Live imaging reveals polarized calcium transients during plant pathogen development and host colonization

Ca ²⁺ signaling mediates rapid cellular responses across eukaryotes, but its spatiotemporal dynamics remain largely inaccessible in many genetically less tractable microbial lineages. Oomycete plant pathogens, including Phytophthora species, undergo rapid transitions between motile, encysted, germinating, and invasive stages, yet the organization of Ca ²⁺ dynamics during these transitions is poorly understood. Here, we adapt the genetically encoded ratiometric biosensor MatryoshCaMP8s for in vivo calcium imaging in Phytophthora palmivora . The reporter is stably expressed without major detectable effects on sporulation or virulence and reports rapid ratiometric responses to cold shock and calcimycin/A23187. Using live-cell imaging, we uncover stage-specific Ca ²⁺ dynamics across the pre-infective and early infection cycle.

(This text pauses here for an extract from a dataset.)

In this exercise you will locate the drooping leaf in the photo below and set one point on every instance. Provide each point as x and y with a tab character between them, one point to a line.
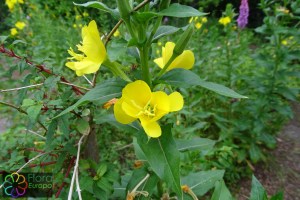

Sporangia approaching zoospore release display spatially heterogeneous Ca ²⁺ transients, newly formed cysts occasionally exhibit Ca ²⁺ transients, and germinating cysts show recurrent Ca ²⁺ transients at the germ tube tip. Similar sharp ratiometric pulses occur during early plant infection, indicating that polarized Ca ²⁺ transients are not restricted to in vitro germination but recur at the host surface. Together, our work establishes live ratiometric calcium imaging in oomycetes, reveals polarized Ca ²⁺ transients as recurrent signatures of developmental transitions and early host colonization, and opens the way to mechanistic dissection of signaling, polarity, and infection in a major group of plant pathogens.